Captain Rob Anderson has two separate careers — one in the NHS and the other in the Territorial Army. “I have the freedom to choose where I work in both organisations. I’m not contracted by the Army and am paid as a volunteer,” he explains.
Anderson, 27, qualified as a doctor in Leeds four years ago and works in the accident and emergency department at Leeds General Infirmary. In his other role he has just returned from nine months in Afghanistan working as a reserve doctor.
“I was there if an extra doctor was needed in the unit or on a high-risk mission,” he says. “For the rest of the time I was working in the local hospital with army and Afghan civilian casualities brought in by helicopter.” He remembers vividly a nine-year-old girl victim of a suicide bomb, who was brought to the field hospital. “Her arm was blown off and she had critical injuries.

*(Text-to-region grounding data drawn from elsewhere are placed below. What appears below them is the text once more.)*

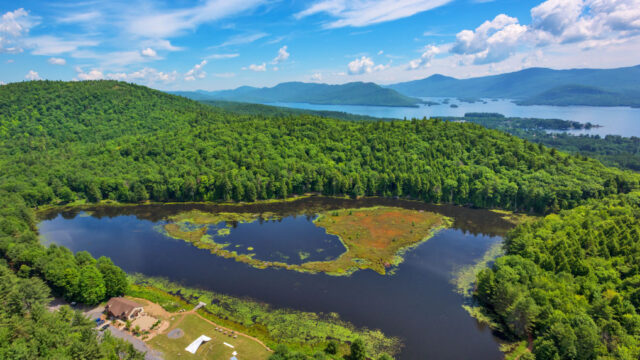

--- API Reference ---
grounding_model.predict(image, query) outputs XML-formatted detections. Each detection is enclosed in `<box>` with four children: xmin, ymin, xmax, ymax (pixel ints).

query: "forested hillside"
<box><xmin>1</xmin><ymin>81</ymin><xmax>637</xmax><ymax>213</ymax></box>
<box><xmin>1</xmin><ymin>80</ymin><xmax>640</xmax><ymax>359</ymax></box>
<box><xmin>174</xmin><ymin>81</ymin><xmax>422</xmax><ymax>107</ymax></box>
<box><xmin>475</xmin><ymin>192</ymin><xmax>640</xmax><ymax>359</ymax></box>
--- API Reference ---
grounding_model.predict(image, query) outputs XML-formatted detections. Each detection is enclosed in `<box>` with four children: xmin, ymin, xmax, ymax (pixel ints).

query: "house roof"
<box><xmin>106</xmin><ymin>297</ymin><xmax>142</xmax><ymax>317</ymax></box>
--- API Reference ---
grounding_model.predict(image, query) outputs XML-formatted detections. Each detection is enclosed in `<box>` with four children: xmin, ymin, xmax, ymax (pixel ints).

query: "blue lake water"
<box><xmin>269</xmin><ymin>97</ymin><xmax>640</xmax><ymax>137</ymax></box>
<box><xmin>200</xmin><ymin>216</ymin><xmax>346</xmax><ymax>264</ymax></box>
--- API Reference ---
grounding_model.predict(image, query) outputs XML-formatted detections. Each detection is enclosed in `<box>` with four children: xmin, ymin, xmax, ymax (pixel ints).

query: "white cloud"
<box><xmin>242</xmin><ymin>62</ymin><xmax>267</xmax><ymax>72</ymax></box>
<box><xmin>74</xmin><ymin>66</ymin><xmax>177</xmax><ymax>83</ymax></box>
<box><xmin>117</xmin><ymin>68</ymin><xmax>177</xmax><ymax>83</ymax></box>
<box><xmin>377</xmin><ymin>50</ymin><xmax>384</xmax><ymax>55</ymax></box>
<box><xmin>215</xmin><ymin>32</ymin><xmax>267</xmax><ymax>48</ymax></box>
<box><xmin>126</xmin><ymin>0</ymin><xmax>266</xmax><ymax>38</ymax></box>
<box><xmin>25</xmin><ymin>36</ymin><xmax>99</xmax><ymax>55</ymax></box>
<box><xmin>530</xmin><ymin>0</ymin><xmax>640</xmax><ymax>44</ymax></box>
<box><xmin>75</xmin><ymin>68</ymin><xmax>104</xmax><ymax>80</ymax></box>
<box><xmin>311</xmin><ymin>72</ymin><xmax>322</xmax><ymax>81</ymax></box>
<box><xmin>348</xmin><ymin>56</ymin><xmax>374</xmax><ymax>74</ymax></box>
<box><xmin>48</xmin><ymin>57</ymin><xmax>66</xmax><ymax>65</ymax></box>
<box><xmin>271</xmin><ymin>45</ymin><xmax>289</xmax><ymax>64</ymax></box>
<box><xmin>207</xmin><ymin>53</ymin><xmax>239</xmax><ymax>59</ymax></box>
<box><xmin>141</xmin><ymin>39</ymin><xmax>183</xmax><ymax>52</ymax></box>
<box><xmin>58</xmin><ymin>11</ymin><xmax>101</xmax><ymax>24</ymax></box>
<box><xmin>1</xmin><ymin>8</ymin><xmax>38</xmax><ymax>53</ymax></box>
<box><xmin>213</xmin><ymin>72</ymin><xmax>236</xmax><ymax>78</ymax></box>
<box><xmin>451</xmin><ymin>14</ymin><xmax>527</xmax><ymax>64</ymax></box>
<box><xmin>141</xmin><ymin>47</ymin><xmax>157</xmax><ymax>57</ymax></box>
<box><xmin>184</xmin><ymin>60</ymin><xmax>207</xmax><ymax>80</ymax></box>
<box><xmin>25</xmin><ymin>70</ymin><xmax>40</xmax><ymax>80</ymax></box>
<box><xmin>295</xmin><ymin>0</ymin><xmax>453</xmax><ymax>28</ymax></box>
<box><xmin>347</xmin><ymin>56</ymin><xmax>389</xmax><ymax>75</ymax></box>
<box><xmin>407</xmin><ymin>45</ymin><xmax>439</xmax><ymax>69</ymax></box>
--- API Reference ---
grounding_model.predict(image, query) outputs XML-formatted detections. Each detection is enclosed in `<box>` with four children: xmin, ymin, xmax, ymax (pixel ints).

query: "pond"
<box><xmin>269</xmin><ymin>97</ymin><xmax>640</xmax><ymax>138</ymax></box>
<box><xmin>38</xmin><ymin>197</ymin><xmax>516</xmax><ymax>359</ymax></box>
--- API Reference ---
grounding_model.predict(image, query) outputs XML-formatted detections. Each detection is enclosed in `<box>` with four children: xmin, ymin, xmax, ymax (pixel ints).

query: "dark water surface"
<box><xmin>204</xmin><ymin>216</ymin><xmax>346</xmax><ymax>264</ymax></box>
<box><xmin>38</xmin><ymin>197</ymin><xmax>514</xmax><ymax>360</ymax></box>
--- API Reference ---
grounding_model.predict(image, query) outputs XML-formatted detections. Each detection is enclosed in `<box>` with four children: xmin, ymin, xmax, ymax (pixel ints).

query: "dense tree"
<box><xmin>97</xmin><ymin>256</ymin><xmax>129</xmax><ymax>297</ymax></box>
<box><xmin>0</xmin><ymin>263</ymin><xmax>142</xmax><ymax>359</ymax></box>
<box><xmin>1</xmin><ymin>80</ymin><xmax>640</xmax><ymax>359</ymax></box>
<box><xmin>475</xmin><ymin>192</ymin><xmax>640</xmax><ymax>359</ymax></box>
<box><xmin>1</xmin><ymin>81</ymin><xmax>637</xmax><ymax>215</ymax></box>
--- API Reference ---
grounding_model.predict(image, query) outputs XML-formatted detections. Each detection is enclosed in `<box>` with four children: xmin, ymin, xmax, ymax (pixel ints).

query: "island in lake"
<box><xmin>161</xmin><ymin>206</ymin><xmax>450</xmax><ymax>275</ymax></box>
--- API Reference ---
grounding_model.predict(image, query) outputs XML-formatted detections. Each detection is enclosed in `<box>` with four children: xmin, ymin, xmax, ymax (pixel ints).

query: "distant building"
<box><xmin>105</xmin><ymin>297</ymin><xmax>143</xmax><ymax>320</ymax></box>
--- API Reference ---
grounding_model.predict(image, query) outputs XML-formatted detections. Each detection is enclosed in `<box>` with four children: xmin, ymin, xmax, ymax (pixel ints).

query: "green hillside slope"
<box><xmin>1</xmin><ymin>80</ymin><xmax>640</xmax><ymax>359</ymax></box>
<box><xmin>475</xmin><ymin>192</ymin><xmax>640</xmax><ymax>359</ymax></box>
<box><xmin>175</xmin><ymin>81</ymin><xmax>422</xmax><ymax>107</ymax></box>
<box><xmin>1</xmin><ymin>81</ymin><xmax>637</xmax><ymax>213</ymax></box>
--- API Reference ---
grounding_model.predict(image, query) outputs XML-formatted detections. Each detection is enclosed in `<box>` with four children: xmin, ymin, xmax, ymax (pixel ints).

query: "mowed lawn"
<box><xmin>148</xmin><ymin>313</ymin><xmax>270</xmax><ymax>360</ymax></box>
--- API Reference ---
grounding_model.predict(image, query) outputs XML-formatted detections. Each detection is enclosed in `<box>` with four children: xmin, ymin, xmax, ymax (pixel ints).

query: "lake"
<box><xmin>269</xmin><ymin>98</ymin><xmax>640</xmax><ymax>138</ymax></box>
<box><xmin>38</xmin><ymin>197</ymin><xmax>515</xmax><ymax>359</ymax></box>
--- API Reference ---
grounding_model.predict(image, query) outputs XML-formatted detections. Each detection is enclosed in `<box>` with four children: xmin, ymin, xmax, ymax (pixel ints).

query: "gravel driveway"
<box><xmin>107</xmin><ymin>325</ymin><xmax>164</xmax><ymax>360</ymax></box>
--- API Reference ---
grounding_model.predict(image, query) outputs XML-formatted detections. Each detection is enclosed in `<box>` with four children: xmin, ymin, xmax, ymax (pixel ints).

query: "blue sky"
<box><xmin>2</xmin><ymin>0</ymin><xmax>640</xmax><ymax>90</ymax></box>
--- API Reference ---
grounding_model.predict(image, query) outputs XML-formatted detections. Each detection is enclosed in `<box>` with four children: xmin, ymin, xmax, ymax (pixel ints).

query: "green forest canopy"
<box><xmin>1</xmin><ymin>80</ymin><xmax>640</xmax><ymax>359</ymax></box>
<box><xmin>475</xmin><ymin>192</ymin><xmax>640</xmax><ymax>359</ymax></box>
<box><xmin>1</xmin><ymin>80</ymin><xmax>637</xmax><ymax>213</ymax></box>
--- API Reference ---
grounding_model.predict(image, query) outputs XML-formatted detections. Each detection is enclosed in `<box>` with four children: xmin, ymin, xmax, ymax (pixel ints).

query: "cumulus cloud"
<box><xmin>184</xmin><ymin>60</ymin><xmax>207</xmax><ymax>80</ymax></box>
<box><xmin>243</xmin><ymin>62</ymin><xmax>267</xmax><ymax>71</ymax></box>
<box><xmin>75</xmin><ymin>66</ymin><xmax>177</xmax><ymax>83</ymax></box>
<box><xmin>75</xmin><ymin>67</ymin><xmax>104</xmax><ymax>80</ymax></box>
<box><xmin>446</xmin><ymin>0</ymin><xmax>640</xmax><ymax>66</ymax></box>
<box><xmin>295</xmin><ymin>0</ymin><xmax>453</xmax><ymax>28</ymax></box>
<box><xmin>311</xmin><ymin>72</ymin><xmax>322</xmax><ymax>81</ymax></box>
<box><xmin>1</xmin><ymin>8</ymin><xmax>38</xmax><ymax>53</ymax></box>
<box><xmin>451</xmin><ymin>14</ymin><xmax>527</xmax><ymax>64</ymax></box>
<box><xmin>48</xmin><ymin>57</ymin><xmax>66</xmax><ymax>65</ymax></box>
<box><xmin>530</xmin><ymin>0</ymin><xmax>640</xmax><ymax>44</ymax></box>
<box><xmin>116</xmin><ymin>68</ymin><xmax>177</xmax><ymax>82</ymax></box>
<box><xmin>271</xmin><ymin>45</ymin><xmax>289</xmax><ymax>64</ymax></box>
<box><xmin>407</xmin><ymin>45</ymin><xmax>439</xmax><ymax>69</ymax></box>
<box><xmin>347</xmin><ymin>56</ymin><xmax>389</xmax><ymax>74</ymax></box>
<box><xmin>25</xmin><ymin>70</ymin><xmax>40</xmax><ymax>80</ymax></box>
<box><xmin>141</xmin><ymin>47</ymin><xmax>157</xmax><ymax>57</ymax></box>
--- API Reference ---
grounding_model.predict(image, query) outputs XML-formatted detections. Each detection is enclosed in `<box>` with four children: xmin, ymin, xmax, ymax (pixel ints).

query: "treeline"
<box><xmin>440</xmin><ymin>113</ymin><xmax>640</xmax><ymax>172</ymax></box>
<box><xmin>0</xmin><ymin>259</ymin><xmax>141</xmax><ymax>359</ymax></box>
<box><xmin>269</xmin><ymin>340</ymin><xmax>393</xmax><ymax>360</ymax></box>
<box><xmin>519</xmin><ymin>132</ymin><xmax>640</xmax><ymax>172</ymax></box>
<box><xmin>0</xmin><ymin>191</ymin><xmax>128</xmax><ymax>305</ymax></box>
<box><xmin>2</xmin><ymin>81</ymin><xmax>638</xmax><ymax>215</ymax></box>
<box><xmin>446</xmin><ymin>113</ymin><xmax>593</xmax><ymax>130</ymax></box>
<box><xmin>475</xmin><ymin>192</ymin><xmax>640</xmax><ymax>359</ymax></box>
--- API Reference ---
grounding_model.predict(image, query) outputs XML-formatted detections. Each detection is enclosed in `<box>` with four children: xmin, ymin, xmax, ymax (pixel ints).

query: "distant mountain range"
<box><xmin>172</xmin><ymin>81</ymin><xmax>422</xmax><ymax>107</ymax></box>
<box><xmin>388</xmin><ymin>65</ymin><xmax>640</xmax><ymax>108</ymax></box>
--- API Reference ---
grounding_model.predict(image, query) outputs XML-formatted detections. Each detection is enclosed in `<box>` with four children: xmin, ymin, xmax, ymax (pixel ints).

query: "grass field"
<box><xmin>148</xmin><ymin>313</ymin><xmax>270</xmax><ymax>360</ymax></box>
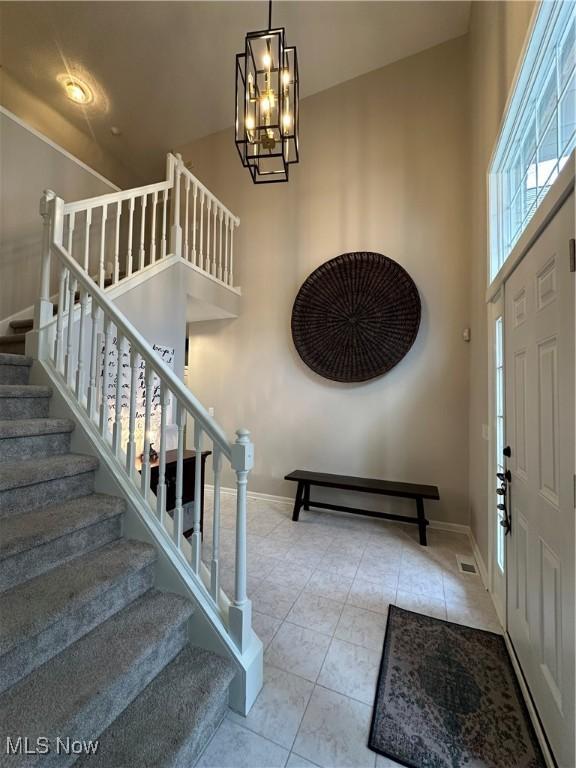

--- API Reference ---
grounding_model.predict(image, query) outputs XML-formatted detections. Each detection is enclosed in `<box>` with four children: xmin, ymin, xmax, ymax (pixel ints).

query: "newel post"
<box><xmin>169</xmin><ymin>153</ymin><xmax>183</xmax><ymax>258</ymax></box>
<box><xmin>27</xmin><ymin>191</ymin><xmax>58</xmax><ymax>359</ymax></box>
<box><xmin>228</xmin><ymin>428</ymin><xmax>254</xmax><ymax>652</ymax></box>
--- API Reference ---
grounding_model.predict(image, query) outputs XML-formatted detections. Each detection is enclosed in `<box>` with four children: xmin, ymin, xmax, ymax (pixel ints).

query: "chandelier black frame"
<box><xmin>235</xmin><ymin>1</ymin><xmax>299</xmax><ymax>184</ymax></box>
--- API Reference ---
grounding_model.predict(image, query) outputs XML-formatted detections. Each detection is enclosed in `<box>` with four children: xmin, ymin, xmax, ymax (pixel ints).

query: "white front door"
<box><xmin>504</xmin><ymin>191</ymin><xmax>575</xmax><ymax>767</ymax></box>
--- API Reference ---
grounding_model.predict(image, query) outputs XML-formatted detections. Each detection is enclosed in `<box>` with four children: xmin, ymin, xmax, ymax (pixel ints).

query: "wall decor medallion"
<box><xmin>291</xmin><ymin>252</ymin><xmax>421</xmax><ymax>382</ymax></box>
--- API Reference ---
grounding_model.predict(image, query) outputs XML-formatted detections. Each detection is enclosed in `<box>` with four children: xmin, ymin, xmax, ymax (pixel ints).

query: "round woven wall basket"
<box><xmin>291</xmin><ymin>252</ymin><xmax>421</xmax><ymax>383</ymax></box>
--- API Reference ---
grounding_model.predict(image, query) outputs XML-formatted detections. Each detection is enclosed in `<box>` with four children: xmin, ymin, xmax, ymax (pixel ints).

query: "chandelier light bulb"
<box><xmin>263</xmin><ymin>52</ymin><xmax>272</xmax><ymax>69</ymax></box>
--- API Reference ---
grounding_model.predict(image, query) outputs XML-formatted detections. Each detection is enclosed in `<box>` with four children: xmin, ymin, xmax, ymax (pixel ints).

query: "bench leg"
<box><xmin>292</xmin><ymin>481</ymin><xmax>304</xmax><ymax>522</ymax></box>
<box><xmin>303</xmin><ymin>482</ymin><xmax>310</xmax><ymax>511</ymax></box>
<box><xmin>416</xmin><ymin>497</ymin><xmax>428</xmax><ymax>546</ymax></box>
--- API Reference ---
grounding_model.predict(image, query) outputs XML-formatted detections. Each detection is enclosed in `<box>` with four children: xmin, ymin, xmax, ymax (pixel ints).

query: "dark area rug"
<box><xmin>369</xmin><ymin>605</ymin><xmax>545</xmax><ymax>768</ymax></box>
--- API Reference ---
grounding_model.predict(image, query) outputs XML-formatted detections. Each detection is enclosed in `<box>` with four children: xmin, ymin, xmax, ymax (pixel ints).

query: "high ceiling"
<box><xmin>0</xmin><ymin>1</ymin><xmax>470</xmax><ymax>181</ymax></box>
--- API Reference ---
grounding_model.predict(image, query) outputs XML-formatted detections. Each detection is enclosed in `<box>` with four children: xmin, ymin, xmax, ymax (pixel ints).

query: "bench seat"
<box><xmin>284</xmin><ymin>470</ymin><xmax>440</xmax><ymax>546</ymax></box>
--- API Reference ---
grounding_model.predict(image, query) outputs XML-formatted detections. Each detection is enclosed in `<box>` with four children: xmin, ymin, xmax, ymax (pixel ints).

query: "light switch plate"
<box><xmin>482</xmin><ymin>424</ymin><xmax>490</xmax><ymax>441</ymax></box>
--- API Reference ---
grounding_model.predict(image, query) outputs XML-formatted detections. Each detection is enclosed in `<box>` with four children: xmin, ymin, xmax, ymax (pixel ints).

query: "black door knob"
<box><xmin>503</xmin><ymin>446</ymin><xmax>512</xmax><ymax>457</ymax></box>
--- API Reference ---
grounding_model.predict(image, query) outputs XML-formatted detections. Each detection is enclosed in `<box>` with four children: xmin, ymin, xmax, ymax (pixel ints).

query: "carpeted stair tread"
<box><xmin>0</xmin><ymin>591</ymin><xmax>194</xmax><ymax>768</ymax></box>
<box><xmin>0</xmin><ymin>539</ymin><xmax>156</xmax><ymax>658</ymax></box>
<box><xmin>76</xmin><ymin>646</ymin><xmax>236</xmax><ymax>768</ymax></box>
<box><xmin>0</xmin><ymin>453</ymin><xmax>98</xmax><ymax>492</ymax></box>
<box><xmin>0</xmin><ymin>384</ymin><xmax>51</xmax><ymax>398</ymax></box>
<box><xmin>9</xmin><ymin>319</ymin><xmax>34</xmax><ymax>332</ymax></box>
<box><xmin>0</xmin><ymin>494</ymin><xmax>124</xmax><ymax>561</ymax></box>
<box><xmin>0</xmin><ymin>418</ymin><xmax>75</xmax><ymax>439</ymax></box>
<box><xmin>0</xmin><ymin>354</ymin><xmax>32</xmax><ymax>367</ymax></box>
<box><xmin>0</xmin><ymin>333</ymin><xmax>26</xmax><ymax>345</ymax></box>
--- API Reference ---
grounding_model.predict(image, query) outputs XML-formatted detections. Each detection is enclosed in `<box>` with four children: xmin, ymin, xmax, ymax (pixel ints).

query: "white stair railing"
<box><xmin>34</xmin><ymin>190</ymin><xmax>254</xmax><ymax>654</ymax></box>
<box><xmin>172</xmin><ymin>159</ymin><xmax>240</xmax><ymax>287</ymax></box>
<box><xmin>52</xmin><ymin>153</ymin><xmax>240</xmax><ymax>293</ymax></box>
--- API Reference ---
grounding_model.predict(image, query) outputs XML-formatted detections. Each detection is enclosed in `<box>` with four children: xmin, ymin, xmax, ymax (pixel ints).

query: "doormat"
<box><xmin>369</xmin><ymin>605</ymin><xmax>545</xmax><ymax>767</ymax></box>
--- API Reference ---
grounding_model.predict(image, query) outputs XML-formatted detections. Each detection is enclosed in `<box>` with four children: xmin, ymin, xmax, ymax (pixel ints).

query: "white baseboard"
<box><xmin>468</xmin><ymin>532</ymin><xmax>489</xmax><ymax>590</ymax></box>
<box><xmin>213</xmin><ymin>485</ymin><xmax>472</xmax><ymax>536</ymax></box>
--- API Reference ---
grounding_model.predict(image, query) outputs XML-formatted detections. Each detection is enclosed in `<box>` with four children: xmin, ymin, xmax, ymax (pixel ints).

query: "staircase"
<box><xmin>0</xmin><ymin>319</ymin><xmax>30</xmax><ymax>355</ymax></box>
<box><xmin>0</xmin><ymin>352</ymin><xmax>235</xmax><ymax>767</ymax></box>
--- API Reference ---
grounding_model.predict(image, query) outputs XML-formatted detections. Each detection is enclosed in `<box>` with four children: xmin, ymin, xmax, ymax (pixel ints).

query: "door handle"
<box><xmin>498</xmin><ymin>447</ymin><xmax>512</xmax><ymax>535</ymax></box>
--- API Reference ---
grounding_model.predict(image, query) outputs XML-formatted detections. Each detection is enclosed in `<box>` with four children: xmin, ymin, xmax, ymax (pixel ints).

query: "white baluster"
<box><xmin>100</xmin><ymin>318</ymin><xmax>113</xmax><ymax>438</ymax></box>
<box><xmin>161</xmin><ymin>189</ymin><xmax>168</xmax><ymax>258</ymax></box>
<box><xmin>66</xmin><ymin>212</ymin><xmax>75</xmax><ymax>263</ymax></box>
<box><xmin>98</xmin><ymin>204</ymin><xmax>108</xmax><ymax>288</ymax></box>
<box><xmin>191</xmin><ymin>422</ymin><xmax>203</xmax><ymax>572</ymax></box>
<box><xmin>218</xmin><ymin>209</ymin><xmax>223</xmax><ymax>281</ymax></box>
<box><xmin>112</xmin><ymin>333</ymin><xmax>124</xmax><ymax>456</ymax></box>
<box><xmin>229</xmin><ymin>222</ymin><xmax>235</xmax><ymax>286</ymax></box>
<box><xmin>127</xmin><ymin>198</ymin><xmax>135</xmax><ymax>277</ymax></box>
<box><xmin>199</xmin><ymin>191</ymin><xmax>205</xmax><ymax>267</ymax></box>
<box><xmin>173</xmin><ymin>401</ymin><xmax>185</xmax><ymax>548</ymax></box>
<box><xmin>75</xmin><ymin>289</ymin><xmax>88</xmax><ymax>397</ymax></box>
<box><xmin>150</xmin><ymin>191</ymin><xmax>158</xmax><ymax>263</ymax></box>
<box><xmin>223</xmin><ymin>215</ymin><xmax>230</xmax><ymax>285</ymax></box>
<box><xmin>229</xmin><ymin>428</ymin><xmax>254</xmax><ymax>652</ymax></box>
<box><xmin>192</xmin><ymin>184</ymin><xmax>198</xmax><ymax>265</ymax></box>
<box><xmin>54</xmin><ymin>268</ymin><xmax>68</xmax><ymax>372</ymax></box>
<box><xmin>87</xmin><ymin>304</ymin><xmax>101</xmax><ymax>421</ymax></box>
<box><xmin>171</xmin><ymin>155</ymin><xmax>182</xmax><ymax>257</ymax></box>
<box><xmin>126</xmin><ymin>346</ymin><xmax>139</xmax><ymax>477</ymax></box>
<box><xmin>114</xmin><ymin>203</ymin><xmax>121</xmax><ymax>284</ymax></box>
<box><xmin>83</xmin><ymin>209</ymin><xmax>91</xmax><ymax>273</ymax></box>
<box><xmin>139</xmin><ymin>194</ymin><xmax>147</xmax><ymax>271</ymax></box>
<box><xmin>210</xmin><ymin>446</ymin><xmax>222</xmax><ymax>601</ymax></box>
<box><xmin>65</xmin><ymin>276</ymin><xmax>77</xmax><ymax>386</ymax></box>
<box><xmin>156</xmin><ymin>382</ymin><xmax>169</xmax><ymax>525</ymax></box>
<box><xmin>141</xmin><ymin>364</ymin><xmax>154</xmax><ymax>497</ymax></box>
<box><xmin>212</xmin><ymin>203</ymin><xmax>217</xmax><ymax>277</ymax></box>
<box><xmin>184</xmin><ymin>176</ymin><xmax>190</xmax><ymax>261</ymax></box>
<box><xmin>206</xmin><ymin>199</ymin><xmax>212</xmax><ymax>273</ymax></box>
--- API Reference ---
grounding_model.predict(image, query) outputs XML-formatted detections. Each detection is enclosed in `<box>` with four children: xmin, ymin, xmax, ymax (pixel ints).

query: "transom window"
<box><xmin>489</xmin><ymin>1</ymin><xmax>575</xmax><ymax>281</ymax></box>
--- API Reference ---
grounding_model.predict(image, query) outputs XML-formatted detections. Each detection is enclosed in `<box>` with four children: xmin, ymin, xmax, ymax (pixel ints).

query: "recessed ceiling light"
<box><xmin>58</xmin><ymin>74</ymin><xmax>93</xmax><ymax>105</ymax></box>
<box><xmin>110</xmin><ymin>126</ymin><xmax>121</xmax><ymax>136</ymax></box>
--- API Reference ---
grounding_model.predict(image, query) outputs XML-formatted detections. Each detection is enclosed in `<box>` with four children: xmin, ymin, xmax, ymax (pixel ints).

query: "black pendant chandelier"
<box><xmin>235</xmin><ymin>0</ymin><xmax>299</xmax><ymax>184</ymax></box>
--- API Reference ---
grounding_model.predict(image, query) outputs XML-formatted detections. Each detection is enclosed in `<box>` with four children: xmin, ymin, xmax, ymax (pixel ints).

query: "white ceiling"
<box><xmin>0</xmin><ymin>1</ymin><xmax>470</xmax><ymax>181</ymax></box>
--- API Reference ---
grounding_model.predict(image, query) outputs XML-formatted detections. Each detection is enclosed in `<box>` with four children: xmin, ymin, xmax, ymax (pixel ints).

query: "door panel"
<box><xmin>505</xmin><ymin>191</ymin><xmax>574</xmax><ymax>767</ymax></box>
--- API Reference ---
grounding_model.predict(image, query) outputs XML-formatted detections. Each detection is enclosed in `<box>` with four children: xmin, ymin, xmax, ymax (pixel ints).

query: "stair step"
<box><xmin>0</xmin><ymin>494</ymin><xmax>124</xmax><ymax>592</ymax></box>
<box><xmin>9</xmin><ymin>319</ymin><xmax>34</xmax><ymax>332</ymax></box>
<box><xmin>76</xmin><ymin>646</ymin><xmax>236</xmax><ymax>768</ymax></box>
<box><xmin>0</xmin><ymin>539</ymin><xmax>156</xmax><ymax>693</ymax></box>
<box><xmin>0</xmin><ymin>354</ymin><xmax>32</xmax><ymax>385</ymax></box>
<box><xmin>0</xmin><ymin>418</ymin><xmax>75</xmax><ymax>460</ymax></box>
<box><xmin>0</xmin><ymin>334</ymin><xmax>26</xmax><ymax>355</ymax></box>
<box><xmin>0</xmin><ymin>590</ymin><xmax>193</xmax><ymax>768</ymax></box>
<box><xmin>0</xmin><ymin>453</ymin><xmax>98</xmax><ymax>517</ymax></box>
<box><xmin>0</xmin><ymin>384</ymin><xmax>51</xmax><ymax>419</ymax></box>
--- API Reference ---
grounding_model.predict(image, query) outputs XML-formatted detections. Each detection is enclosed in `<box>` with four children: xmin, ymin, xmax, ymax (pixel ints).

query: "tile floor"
<box><xmin>194</xmin><ymin>493</ymin><xmax>502</xmax><ymax>768</ymax></box>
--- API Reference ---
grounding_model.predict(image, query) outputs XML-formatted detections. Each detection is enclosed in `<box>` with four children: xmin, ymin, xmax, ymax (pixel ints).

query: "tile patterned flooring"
<box><xmin>194</xmin><ymin>494</ymin><xmax>502</xmax><ymax>768</ymax></box>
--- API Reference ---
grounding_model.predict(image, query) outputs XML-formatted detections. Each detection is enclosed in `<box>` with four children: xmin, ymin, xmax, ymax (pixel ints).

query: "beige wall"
<box><xmin>467</xmin><ymin>1</ymin><xmax>535</xmax><ymax>562</ymax></box>
<box><xmin>180</xmin><ymin>37</ymin><xmax>471</xmax><ymax>526</ymax></box>
<box><xmin>0</xmin><ymin>110</ymin><xmax>119</xmax><ymax>321</ymax></box>
<box><xmin>0</xmin><ymin>70</ymin><xmax>136</xmax><ymax>189</ymax></box>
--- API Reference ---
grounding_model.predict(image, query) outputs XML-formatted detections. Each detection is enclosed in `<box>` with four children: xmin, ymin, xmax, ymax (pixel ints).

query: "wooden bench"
<box><xmin>284</xmin><ymin>470</ymin><xmax>440</xmax><ymax>546</ymax></box>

We gave her basic treatment then transferred her by armoured ambulance and helicopter to the hospital. She was discharged a month later and now well-wishers have set up a fund for her education. We are not there to treat children but army doctors do everything.”
They have less paperwork and red-tape to deal with than in the NHS, Anderson says. “We can concentrate on the patients, not performance targets.”
Captain Matthew Clark worked with a veterinary charity before joining the Royal Army Veterinary Corps because the Army offered a more attractive career structure in the early stages. Based at Aldershot, the vet is responsible for the health and welfare of military working dogs. His colleagues practise equine medicine with the Household Cavalry and the King’s Troop Royal Horse Artillery, based in London, or care for military dogs and the family pets of service families on a British base in Cyprus.
Although jobs in the outside world are becoming increasingly scarce, the Army is recruiting young doctors, dentists and physiotherapists, Miller says.
He adds: “Salary levels compare favourably with medical careers in civilian life at the early stages, while there are other benefits such as free accommodation and job security, which is a valuable asset in these difficult economic times.”